A rare swarm of tornadoes shoved semis off highways and destroyed homes in the pre-dawn darkness Wednesday, leaving startled residents wondering if they were in Arizona anymore or had woken up in the twister-prone Midwest.
After one tornado rumbled through Bellemont around 5:30 with wind speeds of up to 110 miles per hour, residents armed with flashlights emerged from their homes to check on the damage — a house splintered, windows smashed, garage doors twisted, but no major injuries.
"Running through the house, all the Kansas movies go through your head telling you: 'Move to the basement,'" Breanna Hunt said. "But we don't have a basement."
Another tornado struck minutes later east of the small town of a few hundred people nestled in the Ponderosa pines just west of Flagstaff. Weather forecasters confirmed a total of four twisters, including one reported around noon along Interstate 17 south of Flagstaff.
National Weather Service meteorologist George Howard said 22 tornado warnings were issued Wednesday. The radar showed many more twisters likely formed but weren't confirmed.
Sparsely populated Arizona typically has four tornadoes a year, but rarely if ever sees twisters come in clusters and cause the kind of damage seen Wednesday, meteorologists said.
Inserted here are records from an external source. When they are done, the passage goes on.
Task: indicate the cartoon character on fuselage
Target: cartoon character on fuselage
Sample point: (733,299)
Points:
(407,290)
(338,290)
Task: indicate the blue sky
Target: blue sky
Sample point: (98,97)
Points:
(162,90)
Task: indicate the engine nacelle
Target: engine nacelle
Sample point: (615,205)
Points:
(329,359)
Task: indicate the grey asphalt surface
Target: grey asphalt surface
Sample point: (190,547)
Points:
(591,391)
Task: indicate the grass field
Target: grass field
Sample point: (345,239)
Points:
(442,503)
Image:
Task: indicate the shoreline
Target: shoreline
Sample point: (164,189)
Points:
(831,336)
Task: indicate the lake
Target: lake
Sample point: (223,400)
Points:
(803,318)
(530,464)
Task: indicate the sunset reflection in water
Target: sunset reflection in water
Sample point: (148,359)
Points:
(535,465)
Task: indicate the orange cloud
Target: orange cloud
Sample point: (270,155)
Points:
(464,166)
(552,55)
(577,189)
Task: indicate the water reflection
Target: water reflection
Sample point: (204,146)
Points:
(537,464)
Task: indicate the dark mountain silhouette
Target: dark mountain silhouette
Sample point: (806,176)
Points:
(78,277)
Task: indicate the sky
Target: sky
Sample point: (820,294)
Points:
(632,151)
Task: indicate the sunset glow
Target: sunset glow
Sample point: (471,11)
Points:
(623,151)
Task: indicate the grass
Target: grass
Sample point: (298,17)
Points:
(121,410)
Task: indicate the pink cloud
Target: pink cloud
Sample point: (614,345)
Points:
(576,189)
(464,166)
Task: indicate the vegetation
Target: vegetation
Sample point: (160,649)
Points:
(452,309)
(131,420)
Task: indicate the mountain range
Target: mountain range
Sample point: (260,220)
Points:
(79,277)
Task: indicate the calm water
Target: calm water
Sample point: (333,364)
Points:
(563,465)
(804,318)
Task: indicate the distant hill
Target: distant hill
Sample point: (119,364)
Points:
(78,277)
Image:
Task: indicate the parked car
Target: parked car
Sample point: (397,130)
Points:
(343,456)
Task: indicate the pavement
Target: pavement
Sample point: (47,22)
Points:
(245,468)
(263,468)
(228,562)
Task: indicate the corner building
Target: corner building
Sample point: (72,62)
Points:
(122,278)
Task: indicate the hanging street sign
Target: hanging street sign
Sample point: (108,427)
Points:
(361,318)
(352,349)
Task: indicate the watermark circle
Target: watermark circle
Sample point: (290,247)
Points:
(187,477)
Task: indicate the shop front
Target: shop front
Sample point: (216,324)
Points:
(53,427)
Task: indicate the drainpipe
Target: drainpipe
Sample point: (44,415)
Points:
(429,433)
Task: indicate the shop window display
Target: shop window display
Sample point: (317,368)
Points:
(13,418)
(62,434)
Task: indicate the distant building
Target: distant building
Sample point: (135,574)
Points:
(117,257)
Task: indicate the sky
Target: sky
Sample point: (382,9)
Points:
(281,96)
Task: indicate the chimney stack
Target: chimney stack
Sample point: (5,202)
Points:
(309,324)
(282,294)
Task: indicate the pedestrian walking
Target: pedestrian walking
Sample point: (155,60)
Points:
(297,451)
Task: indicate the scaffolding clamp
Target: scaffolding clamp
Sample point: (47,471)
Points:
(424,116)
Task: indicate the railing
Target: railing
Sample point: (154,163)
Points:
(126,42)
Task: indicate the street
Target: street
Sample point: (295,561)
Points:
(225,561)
"The hammering that northern Arizona is getting right now is exceptional," said National Weather Service meteorologist Ken Waters in Phoenix. "It's not uncommon this time of year to have one or two tornado reports or a warning, but this is quite an outbreak."
The storm system moved across the West over the last few days, dropping record-setting rain in northern Nevada, pounding Phoenix with hail and dumping enough snow in the Sierra Nevada mountains to close a highway pass.
In Utah, two teenagers were struck by lightning outside their school Tuesday. They were airlifted to a Las Vegas hospital, where one regained consciousness Wednesday and a trauma surgeon predicted the other would recover but suffer major scarring.